What about information regarding children?

We usually won’t ask you to come prepared with documents regarding children. If you’re seeking advice about navigating parenting arrangements with your former partner, or with someone else significant in your child’s life, we want to get to know you, and we want to know who your children are. The kind of information we’ll ask you for is the kind of information you’ll already know – like the ages and routines of the children and what your relationship is like with the children’s other parent.

Lawyers don’t have to be involved in making arrangements for the care of children. Many couples separate and organise the parenting arrangements informally between themselves. So if you’re considering seeing a lawyer, you will likely be worried about something, be afraid of something, be struggling with the current arrangements, or want to bring about a change. Or you may just want some assurance about the future and what your options are.
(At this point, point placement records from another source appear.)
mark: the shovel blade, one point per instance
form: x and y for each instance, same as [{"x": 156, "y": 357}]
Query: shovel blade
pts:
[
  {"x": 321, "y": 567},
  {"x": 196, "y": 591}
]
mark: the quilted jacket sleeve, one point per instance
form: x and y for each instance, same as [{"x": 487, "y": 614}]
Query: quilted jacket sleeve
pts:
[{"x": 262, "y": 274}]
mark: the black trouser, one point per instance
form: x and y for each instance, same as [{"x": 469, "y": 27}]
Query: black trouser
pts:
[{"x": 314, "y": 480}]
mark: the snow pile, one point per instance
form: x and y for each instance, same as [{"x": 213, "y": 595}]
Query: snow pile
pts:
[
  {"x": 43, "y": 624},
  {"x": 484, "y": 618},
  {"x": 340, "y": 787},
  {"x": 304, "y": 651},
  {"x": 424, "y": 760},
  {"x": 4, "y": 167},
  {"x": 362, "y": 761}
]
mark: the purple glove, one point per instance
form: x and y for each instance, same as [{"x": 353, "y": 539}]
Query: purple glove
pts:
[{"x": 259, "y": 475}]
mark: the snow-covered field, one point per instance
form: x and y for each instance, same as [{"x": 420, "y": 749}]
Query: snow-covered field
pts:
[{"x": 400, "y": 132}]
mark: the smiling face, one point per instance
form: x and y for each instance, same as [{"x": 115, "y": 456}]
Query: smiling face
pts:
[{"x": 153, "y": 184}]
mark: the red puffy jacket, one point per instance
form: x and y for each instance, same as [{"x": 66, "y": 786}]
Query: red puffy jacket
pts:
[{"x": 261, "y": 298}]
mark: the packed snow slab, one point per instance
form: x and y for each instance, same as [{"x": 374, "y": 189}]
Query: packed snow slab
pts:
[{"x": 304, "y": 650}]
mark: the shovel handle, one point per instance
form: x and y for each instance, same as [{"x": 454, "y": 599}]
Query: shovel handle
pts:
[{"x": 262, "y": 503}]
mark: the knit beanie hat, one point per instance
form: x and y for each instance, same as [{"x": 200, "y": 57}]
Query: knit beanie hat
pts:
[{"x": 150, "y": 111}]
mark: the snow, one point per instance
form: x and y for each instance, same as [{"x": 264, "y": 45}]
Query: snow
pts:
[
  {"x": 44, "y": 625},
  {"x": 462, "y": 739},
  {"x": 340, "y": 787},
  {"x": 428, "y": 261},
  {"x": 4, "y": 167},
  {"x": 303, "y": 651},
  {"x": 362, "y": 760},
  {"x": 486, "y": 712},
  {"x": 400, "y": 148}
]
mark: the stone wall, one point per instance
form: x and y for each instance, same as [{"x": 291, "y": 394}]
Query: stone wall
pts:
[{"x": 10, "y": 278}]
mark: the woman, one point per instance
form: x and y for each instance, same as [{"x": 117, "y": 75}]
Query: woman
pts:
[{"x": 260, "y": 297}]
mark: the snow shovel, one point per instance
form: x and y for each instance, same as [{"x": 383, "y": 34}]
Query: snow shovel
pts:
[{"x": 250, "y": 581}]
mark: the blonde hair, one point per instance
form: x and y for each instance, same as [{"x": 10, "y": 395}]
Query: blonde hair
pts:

Whichever the case, the best thing that we can do is listen to your story, and then give you advice that is tailored to you, your children, and the priorities of your family.

You might like to think about:

  • What’s the reason that I feel like I want to speak to a lawyer?
  • What is most important for my children?
  • What am I worried about or afraid of?
  • What do I want to change?
  • Is there something that I am struggling with at the moment?
  • What do I want for my children, and why is it important to me?
  • What are my short term and long term goals for my children?

We know that parents want the best outcomes for themselves and their family. Coming with an idea of your answers to these questions will help us make sure our advice is the best advice we can give for you, your children, and your future.

Questions are encouraged

For a lot of people, by the time they’ve enlisted the help of a family lawyer, they’ve already been through a lot of emotional stress and anxiety. So we understand that most people will be nervous and full of questions during their first few meetings. We encourage you to bring a list of concerns to your initial consultation. It’s all a part of getting to know you better, and it helps us as much as it helps you.

For a list of frequently asked questions that may be helpful, you can visit our FAQ page.

Tell your story

While the facts and figures help us figure you out, so does telling your personal story. Sharing your unique history with your family lawyer allows us to advise you in the most appropriate way moving forward, with your ideal outcome and personal priorities in mind. Being prepared to have this conversation will give you time to consider small details you would never have otherwise committed to memory.

And remember that everything you tell your lawyer is confidential.

A lot of people have concerns about consulting a family lawyer. Whether you’re worried about cost or your privacy, or you’re confused or worried about the process, it is our job in that first appointment to be transparent and communicative about your situation, about how the law applies to you, and about what can realistically be achieved (and also what can’t).  We’re here to explain and reassure you of the legal process.